Tim Peters tim.peters at gmail.com
Thu Oct 13 00:08:42 CEST 2005


[Liam Clarke]
> Erm, can someone please aid me? I'm using Windows XP, haven't tested
> this code on Linux yet, but, well watch this...
>
> '<' indicates little-endian, @ indicates native. i is an integer,

Yes x 3.

> q is a long.

No.  q in native mode is C "long long" on Linux, or "_int64" on
Windows.  It's an 8-byte integer in standard modes..  "i" is a 4-byte
integer in standard modes, same as C "int" in native modes.

"l" is the format code for long, but none of your examples use that.

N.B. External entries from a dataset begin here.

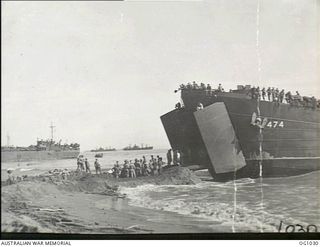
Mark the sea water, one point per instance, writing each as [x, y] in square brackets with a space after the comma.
[246, 205]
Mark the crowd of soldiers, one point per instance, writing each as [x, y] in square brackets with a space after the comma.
[202, 86]
[138, 168]
[133, 169]
[142, 167]
[271, 94]
[275, 95]
[84, 165]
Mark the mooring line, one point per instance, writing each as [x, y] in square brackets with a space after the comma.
[260, 137]
[234, 199]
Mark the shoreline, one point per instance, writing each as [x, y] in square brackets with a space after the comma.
[85, 203]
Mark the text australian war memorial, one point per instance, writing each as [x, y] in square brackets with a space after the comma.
[245, 131]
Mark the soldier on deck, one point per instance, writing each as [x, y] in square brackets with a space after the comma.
[281, 96]
[97, 166]
[269, 93]
[288, 96]
[169, 156]
[263, 93]
[86, 162]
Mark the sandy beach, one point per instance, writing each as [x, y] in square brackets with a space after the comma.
[88, 203]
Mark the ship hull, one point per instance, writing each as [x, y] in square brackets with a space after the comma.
[289, 141]
[20, 156]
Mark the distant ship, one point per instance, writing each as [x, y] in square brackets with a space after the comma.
[103, 149]
[99, 155]
[43, 150]
[234, 135]
[136, 147]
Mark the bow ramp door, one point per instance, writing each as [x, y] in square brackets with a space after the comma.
[219, 138]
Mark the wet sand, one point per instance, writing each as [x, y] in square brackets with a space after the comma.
[83, 203]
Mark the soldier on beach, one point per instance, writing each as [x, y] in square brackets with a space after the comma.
[160, 164]
[97, 166]
[269, 93]
[132, 172]
[263, 93]
[86, 162]
[169, 156]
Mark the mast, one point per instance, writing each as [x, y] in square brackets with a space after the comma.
[52, 127]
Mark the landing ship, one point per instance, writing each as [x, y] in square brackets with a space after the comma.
[223, 136]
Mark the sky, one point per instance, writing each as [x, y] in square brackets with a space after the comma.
[104, 72]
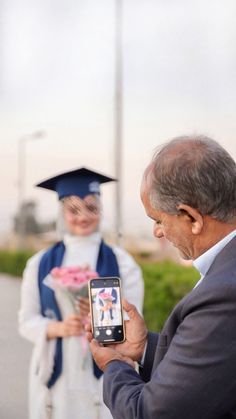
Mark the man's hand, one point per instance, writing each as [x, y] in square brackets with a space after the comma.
[71, 326]
[104, 354]
[136, 335]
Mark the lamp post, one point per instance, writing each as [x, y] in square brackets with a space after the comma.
[21, 181]
[118, 117]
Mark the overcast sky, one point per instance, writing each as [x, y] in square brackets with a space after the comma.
[57, 75]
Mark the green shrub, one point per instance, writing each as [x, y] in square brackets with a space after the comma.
[13, 263]
[165, 284]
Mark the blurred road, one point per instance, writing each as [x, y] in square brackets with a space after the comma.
[14, 353]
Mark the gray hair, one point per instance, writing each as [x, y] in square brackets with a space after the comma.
[196, 171]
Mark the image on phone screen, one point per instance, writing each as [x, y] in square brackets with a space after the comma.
[106, 309]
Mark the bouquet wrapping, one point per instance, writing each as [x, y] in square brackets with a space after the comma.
[69, 283]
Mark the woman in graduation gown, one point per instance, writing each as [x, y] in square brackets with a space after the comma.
[61, 384]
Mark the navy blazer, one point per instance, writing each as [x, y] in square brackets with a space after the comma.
[190, 367]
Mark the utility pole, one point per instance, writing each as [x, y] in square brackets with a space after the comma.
[118, 117]
[21, 182]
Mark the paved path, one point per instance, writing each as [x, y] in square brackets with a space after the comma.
[14, 353]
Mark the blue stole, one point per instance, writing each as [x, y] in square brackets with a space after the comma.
[106, 266]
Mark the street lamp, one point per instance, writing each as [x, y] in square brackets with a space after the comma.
[21, 180]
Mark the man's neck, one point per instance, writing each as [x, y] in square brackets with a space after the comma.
[213, 231]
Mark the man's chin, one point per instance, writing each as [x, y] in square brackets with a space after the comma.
[184, 255]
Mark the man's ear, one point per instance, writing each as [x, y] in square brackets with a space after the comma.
[194, 215]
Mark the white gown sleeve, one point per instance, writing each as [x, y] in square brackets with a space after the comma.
[32, 325]
[131, 278]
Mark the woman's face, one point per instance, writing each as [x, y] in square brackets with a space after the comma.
[82, 216]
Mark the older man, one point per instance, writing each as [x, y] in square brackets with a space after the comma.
[189, 369]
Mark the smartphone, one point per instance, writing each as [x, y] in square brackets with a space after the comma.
[106, 310]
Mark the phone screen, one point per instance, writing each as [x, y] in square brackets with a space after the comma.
[106, 310]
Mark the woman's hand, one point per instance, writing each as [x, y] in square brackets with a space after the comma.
[73, 325]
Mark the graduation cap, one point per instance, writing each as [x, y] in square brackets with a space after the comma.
[80, 182]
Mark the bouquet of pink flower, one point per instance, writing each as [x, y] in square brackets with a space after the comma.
[72, 280]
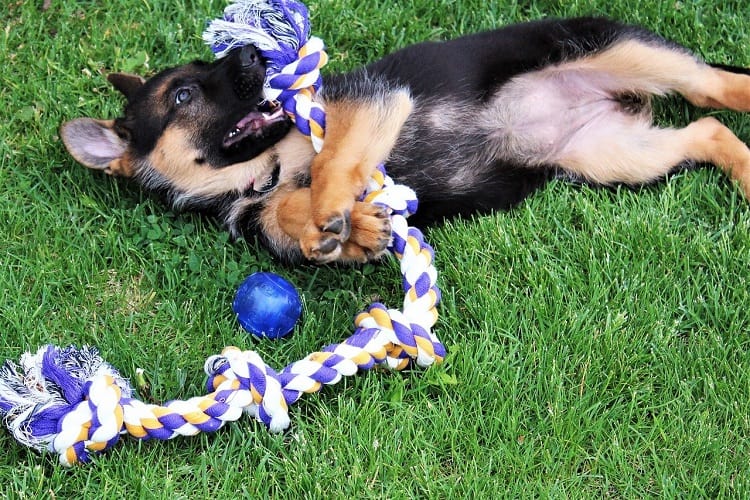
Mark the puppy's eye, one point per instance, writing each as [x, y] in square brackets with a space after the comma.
[182, 95]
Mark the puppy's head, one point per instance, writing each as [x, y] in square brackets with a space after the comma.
[200, 135]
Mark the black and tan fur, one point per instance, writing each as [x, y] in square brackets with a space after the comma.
[473, 125]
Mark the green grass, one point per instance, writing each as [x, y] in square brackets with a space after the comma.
[598, 338]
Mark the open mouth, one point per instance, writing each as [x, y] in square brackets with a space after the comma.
[254, 123]
[268, 186]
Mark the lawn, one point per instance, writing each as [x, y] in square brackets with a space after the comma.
[598, 339]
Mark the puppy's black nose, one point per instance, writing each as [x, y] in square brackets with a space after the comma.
[248, 56]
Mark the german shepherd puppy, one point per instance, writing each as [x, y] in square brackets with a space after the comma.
[472, 125]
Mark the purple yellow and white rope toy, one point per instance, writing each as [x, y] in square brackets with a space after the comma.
[69, 401]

> >>> struct.calcsize('<3i')
> 12

3 std integers x 4 bytes each = 12.

> >>> struct.calcsize('@3i')
> 12

Same thing.

> >>> struct.calcsize('<3iq')
> 20

12 + 1 8-byte standard int = 20.

> >>> struct.calcsize('@3iq')
> 24

_int64 is 8-byte aligned on Windows, so that's 12 bytes + 4 bytes
padding + 8 bytes = 24 bytes.

> >>> struct.calcsize('@4iq')
> 24

Same thing; the additional native i fills the padding in the preceding example.

> Is this a feature I don't understand?

Sorry, I don't know what you're asking.  What specifically surprises you here?

> Is a long preceded by 3 integers really 12 bytes long?

No (and nothing above suggests that it is, either ...).

> Surely Microsoft wouldn't do that?